According to lifestyle reporter Caitlin Gibson, these systems are aimed, not at analog dotards like me, but squarely at millennial women, trying to be in control of their busy lives.

The idea is that, satisfying as it may be to accomplish things on your to-do list, it is even better if you can write “goal crushed” next to it. Better yet, you can celebrate with a sticker. Some brands even come with an entire “complementary sticker pack!”

I am a sucker for many things — including the whole concept of paper-based planning systems. I’m afraid I can’t stop believing that “If you buy it, you will improve.”

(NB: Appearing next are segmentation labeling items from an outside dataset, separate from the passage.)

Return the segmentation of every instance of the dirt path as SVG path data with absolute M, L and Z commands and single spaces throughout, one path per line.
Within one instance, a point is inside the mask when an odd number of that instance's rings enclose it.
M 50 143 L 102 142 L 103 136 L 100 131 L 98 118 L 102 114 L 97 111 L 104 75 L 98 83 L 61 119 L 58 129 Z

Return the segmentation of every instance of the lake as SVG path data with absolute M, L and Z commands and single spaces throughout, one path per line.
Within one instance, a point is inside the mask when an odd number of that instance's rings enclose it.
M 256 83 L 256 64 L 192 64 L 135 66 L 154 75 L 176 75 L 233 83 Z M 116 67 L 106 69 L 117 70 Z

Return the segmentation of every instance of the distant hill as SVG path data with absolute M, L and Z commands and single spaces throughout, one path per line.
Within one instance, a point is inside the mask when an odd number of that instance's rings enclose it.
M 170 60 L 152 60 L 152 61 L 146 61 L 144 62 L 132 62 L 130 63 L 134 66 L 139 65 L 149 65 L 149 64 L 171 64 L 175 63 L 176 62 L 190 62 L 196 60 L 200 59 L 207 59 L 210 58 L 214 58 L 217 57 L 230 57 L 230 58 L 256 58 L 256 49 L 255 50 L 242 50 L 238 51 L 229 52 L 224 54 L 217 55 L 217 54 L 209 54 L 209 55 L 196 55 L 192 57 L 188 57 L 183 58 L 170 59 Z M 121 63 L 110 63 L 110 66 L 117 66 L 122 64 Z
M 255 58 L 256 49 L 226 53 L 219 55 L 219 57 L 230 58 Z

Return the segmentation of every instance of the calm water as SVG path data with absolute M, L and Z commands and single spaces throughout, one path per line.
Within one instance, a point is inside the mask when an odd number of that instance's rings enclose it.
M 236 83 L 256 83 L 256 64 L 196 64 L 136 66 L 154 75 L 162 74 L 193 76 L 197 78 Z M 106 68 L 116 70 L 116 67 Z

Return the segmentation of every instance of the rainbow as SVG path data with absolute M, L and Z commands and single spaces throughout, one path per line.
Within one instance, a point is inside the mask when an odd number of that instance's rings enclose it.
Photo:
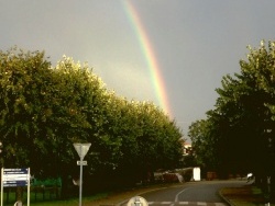
M 153 80 L 153 84 L 156 91 L 156 96 L 160 106 L 164 110 L 164 112 L 172 116 L 172 112 L 169 110 L 168 99 L 165 91 L 164 80 L 162 78 L 162 73 L 160 71 L 160 66 L 157 65 L 157 59 L 154 54 L 153 46 L 150 42 L 150 38 L 145 32 L 145 27 L 142 24 L 141 18 L 133 7 L 133 4 L 128 0 L 122 0 L 124 10 L 127 15 L 129 16 L 133 30 L 139 38 L 141 49 L 146 58 L 147 66 L 150 68 L 151 77 Z

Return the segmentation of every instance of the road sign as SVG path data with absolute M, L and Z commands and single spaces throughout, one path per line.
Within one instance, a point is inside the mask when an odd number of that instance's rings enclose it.
M 127 206 L 148 206 L 148 203 L 145 198 L 135 196 L 128 202 Z
M 87 161 L 77 161 L 77 165 L 88 165 Z
M 91 144 L 74 144 L 74 147 L 80 158 L 80 161 L 77 161 L 77 165 L 80 165 L 80 175 L 79 175 L 79 206 L 82 205 L 82 165 L 87 165 L 87 161 L 82 161 L 86 153 L 89 151 Z M 79 164 L 78 164 L 79 163 Z M 86 163 L 86 164 L 85 164 Z
M 28 181 L 3 181 L 3 187 L 28 186 Z
M 12 186 L 16 182 L 18 184 L 22 185 L 22 182 L 26 182 L 30 179 L 29 169 L 21 168 L 21 169 L 3 169 L 2 181 L 3 186 Z M 7 184 L 6 184 L 7 183 Z M 16 185 L 14 185 L 16 186 Z
M 80 160 L 84 159 L 84 157 L 86 156 L 86 153 L 89 151 L 91 144 L 74 144 L 74 147 L 80 158 Z
M 31 193 L 30 168 L 1 169 L 1 206 L 3 206 L 3 187 L 28 186 L 28 206 Z

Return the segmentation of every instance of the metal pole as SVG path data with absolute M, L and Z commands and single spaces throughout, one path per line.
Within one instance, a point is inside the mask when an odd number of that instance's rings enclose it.
M 1 169 L 1 206 L 3 206 L 3 168 Z
M 28 168 L 28 206 L 30 206 L 31 198 L 31 169 Z
M 80 146 L 80 153 L 82 152 Z M 80 176 L 79 176 L 79 206 L 82 206 L 82 158 L 80 157 Z

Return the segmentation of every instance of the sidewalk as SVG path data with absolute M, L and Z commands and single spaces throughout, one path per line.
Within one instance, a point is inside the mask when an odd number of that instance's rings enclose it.
M 231 206 L 264 206 L 265 199 L 262 191 L 253 185 L 245 185 L 243 187 L 226 187 L 220 191 L 220 195 Z M 275 206 L 275 204 L 270 204 Z

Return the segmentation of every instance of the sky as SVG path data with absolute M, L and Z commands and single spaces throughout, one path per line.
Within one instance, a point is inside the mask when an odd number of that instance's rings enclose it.
M 85 62 L 109 90 L 150 101 L 188 139 L 246 46 L 275 39 L 274 0 L 0 0 L 0 49 Z

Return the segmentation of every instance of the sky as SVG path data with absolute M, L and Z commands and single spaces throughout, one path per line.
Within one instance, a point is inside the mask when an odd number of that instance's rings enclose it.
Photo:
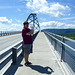
M 42 29 L 75 29 L 75 0 L 0 0 L 0 31 L 21 31 L 30 13 Z

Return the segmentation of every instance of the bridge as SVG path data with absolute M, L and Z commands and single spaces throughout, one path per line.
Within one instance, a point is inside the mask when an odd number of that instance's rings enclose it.
M 75 43 L 66 37 L 41 31 L 36 14 L 31 13 L 27 21 L 33 22 L 37 32 L 33 38 L 33 53 L 29 60 L 32 65 L 24 65 L 21 33 L 0 37 L 1 75 L 75 75 L 75 48 L 65 41 Z

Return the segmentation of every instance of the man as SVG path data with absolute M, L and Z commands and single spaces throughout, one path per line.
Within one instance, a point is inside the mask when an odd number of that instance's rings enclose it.
M 32 53 L 32 34 L 33 34 L 33 26 L 31 26 L 31 30 L 28 28 L 29 23 L 25 21 L 23 23 L 24 28 L 22 29 L 22 37 L 23 37 L 23 49 L 24 49 L 24 58 L 25 58 L 25 66 L 29 66 L 29 64 L 32 64 L 28 61 L 29 54 Z

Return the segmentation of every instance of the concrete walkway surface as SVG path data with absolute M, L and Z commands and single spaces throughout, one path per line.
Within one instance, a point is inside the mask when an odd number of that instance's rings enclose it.
M 33 53 L 30 54 L 29 61 L 32 65 L 26 67 L 23 58 L 14 75 L 64 75 L 43 32 L 40 32 L 34 40 Z

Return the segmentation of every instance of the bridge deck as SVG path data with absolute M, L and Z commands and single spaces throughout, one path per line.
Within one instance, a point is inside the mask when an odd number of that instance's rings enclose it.
M 40 32 L 33 43 L 33 53 L 29 60 L 33 63 L 30 67 L 24 65 L 24 58 L 14 72 L 15 75 L 64 75 L 58 64 L 49 41 L 43 32 Z M 15 69 L 15 67 L 13 68 Z M 11 71 L 12 73 L 12 71 Z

It is not even an exaggeration to say that at one time, the self-improvement corner of my closet contained no less than 10 different Filofaxes, calendars, day planners, or what-have-you. All of them blank, waiting for inspiration to strike. Or maybe lightning — that would have been faster.

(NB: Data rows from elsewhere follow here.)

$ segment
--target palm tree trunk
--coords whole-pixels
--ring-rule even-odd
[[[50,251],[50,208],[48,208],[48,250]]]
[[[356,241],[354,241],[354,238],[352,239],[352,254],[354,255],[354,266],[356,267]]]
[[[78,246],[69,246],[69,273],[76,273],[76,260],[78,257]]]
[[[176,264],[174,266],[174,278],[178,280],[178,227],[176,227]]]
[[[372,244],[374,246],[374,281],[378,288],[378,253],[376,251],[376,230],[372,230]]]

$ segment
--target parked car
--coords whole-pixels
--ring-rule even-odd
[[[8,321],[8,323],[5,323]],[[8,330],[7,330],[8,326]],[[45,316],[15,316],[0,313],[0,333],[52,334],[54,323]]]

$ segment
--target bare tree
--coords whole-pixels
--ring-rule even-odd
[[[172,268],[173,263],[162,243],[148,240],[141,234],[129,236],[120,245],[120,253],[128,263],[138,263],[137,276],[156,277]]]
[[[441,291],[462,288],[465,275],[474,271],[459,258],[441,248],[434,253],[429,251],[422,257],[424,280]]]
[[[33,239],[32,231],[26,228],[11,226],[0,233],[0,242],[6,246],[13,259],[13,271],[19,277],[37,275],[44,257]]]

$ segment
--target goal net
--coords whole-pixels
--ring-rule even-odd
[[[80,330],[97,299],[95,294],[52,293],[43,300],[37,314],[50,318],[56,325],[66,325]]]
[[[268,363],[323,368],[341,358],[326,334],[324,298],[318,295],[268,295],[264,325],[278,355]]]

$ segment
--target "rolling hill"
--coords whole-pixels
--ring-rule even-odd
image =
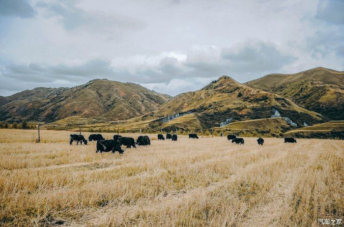
[[[278,137],[294,128],[283,118],[263,118],[230,123],[222,127],[214,127],[214,130],[227,134],[240,136],[263,136]]]
[[[171,124],[178,122],[172,128],[187,131],[199,127],[205,130],[219,127],[221,122],[230,118],[232,121],[270,118],[276,110],[282,116],[288,117],[298,125],[328,119],[290,100],[253,88],[224,76],[201,90],[177,95],[143,116],[142,120],[150,120],[151,128],[169,129]]]
[[[343,71],[319,67],[292,74],[269,74],[245,84],[290,99],[332,120],[344,119]]]
[[[313,124],[328,120],[290,100],[253,88],[224,76],[200,90],[180,94],[141,116],[109,121],[99,116],[87,119],[75,116],[52,123],[49,127],[74,130],[82,124],[96,130],[113,131],[119,127],[120,131],[132,132],[140,129],[146,131],[178,129],[180,133],[200,132],[218,127],[221,122],[230,118],[232,122],[269,118],[276,111],[282,116],[290,118],[297,127],[305,122]],[[272,121],[276,121],[283,122],[279,129],[264,130],[270,130],[270,134],[279,135],[287,131],[285,128],[293,128],[283,118]]]
[[[0,120],[52,122],[71,116],[124,120],[154,111],[170,98],[136,84],[96,79],[72,88],[37,87],[2,97]]]
[[[298,138],[344,139],[344,121],[331,121],[289,131],[285,136]]]

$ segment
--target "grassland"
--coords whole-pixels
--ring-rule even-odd
[[[225,134],[271,137],[278,137],[291,128],[283,118],[278,117],[236,121],[222,127],[214,127],[213,129]]]
[[[180,136],[101,155],[94,142],[70,146],[70,132],[41,132],[36,143],[36,131],[0,130],[1,226],[316,227],[318,218],[344,219],[343,141],[266,138],[258,146],[256,138],[237,145]]]

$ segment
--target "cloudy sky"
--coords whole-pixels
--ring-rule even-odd
[[[0,95],[96,78],[176,95],[344,70],[343,0],[0,0]]]

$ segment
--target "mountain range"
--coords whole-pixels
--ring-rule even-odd
[[[344,119],[344,76],[322,67],[244,84],[223,76],[174,97],[136,84],[96,79],[72,88],[38,87],[0,96],[0,120],[44,121],[56,129],[79,125],[95,130],[212,129],[278,136]]]

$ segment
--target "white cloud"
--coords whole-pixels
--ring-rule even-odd
[[[0,10],[0,80],[11,84],[0,94],[97,78],[175,94],[222,75],[344,69],[340,0],[23,2],[32,9]]]

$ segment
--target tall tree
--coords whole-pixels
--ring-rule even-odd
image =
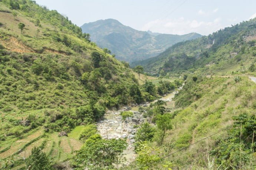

I am now down to five — a massive achievement! I do not know what the ultimate customers of Big Brother/Big Sister of Long Island will make of the five I have managed to donate — but that’s their problem, not mine.

I have read all about the “magic of planning.” If, for example, one wants to become a world-famous author, it is really incumbent upon one to break it down, and plan out the steps. Like this:

Step One: Become an author.

Step Two: Become world famous.

Hmm. Perhaps that would have worked better in reverse order. I see what’s been stopping me, now!

Here’s why I’m a believer. Back when I was the sole associate producer for a very busy video promo department, I discovered by trial and error that the only way I could stay on track was to write myself a to-do list at the end of every day, for “what must get done in the morning.”

A few years later, at home with two small children, I tried to-do lists again. By then, my list had shrunk to one or two items — say, “Call plumber, get toilet fixed!” — and was often carried over, untouched, from one week to the next. But if I pinned the list to the calendar by the phone and looked there in the rare quiet moment — at least sometimes that thing would get done. Hashtag goal crushed! Plumber requested!

And I must tell you, it is far more satisfying to cross off an item — or better yet, run a day-glow orange hi-liter over it and write “done” in the margin — than it is to just move on to the next item on an electronic list.

Yes, I am a sucker for many things. But I draw the line at stickers.

When I was young, my mother tried them, as a motivational system to get me and my two brothers to do our chores. So many points for making your bed, brushing your teeth, etcetera. Each point earned you a sticker, and 10 stickers got you a gold star.

But when my baby brother discovered that at no time did any part of this system convert into cold, hard cash — he was done. My other brother and I soon followed suit.

So let the fancy stationers market those “complementary sticker packets” all they like. If stickers couldn’t fool my baby brother, they’re not going to work on me! I’ll take just the planners, thank you.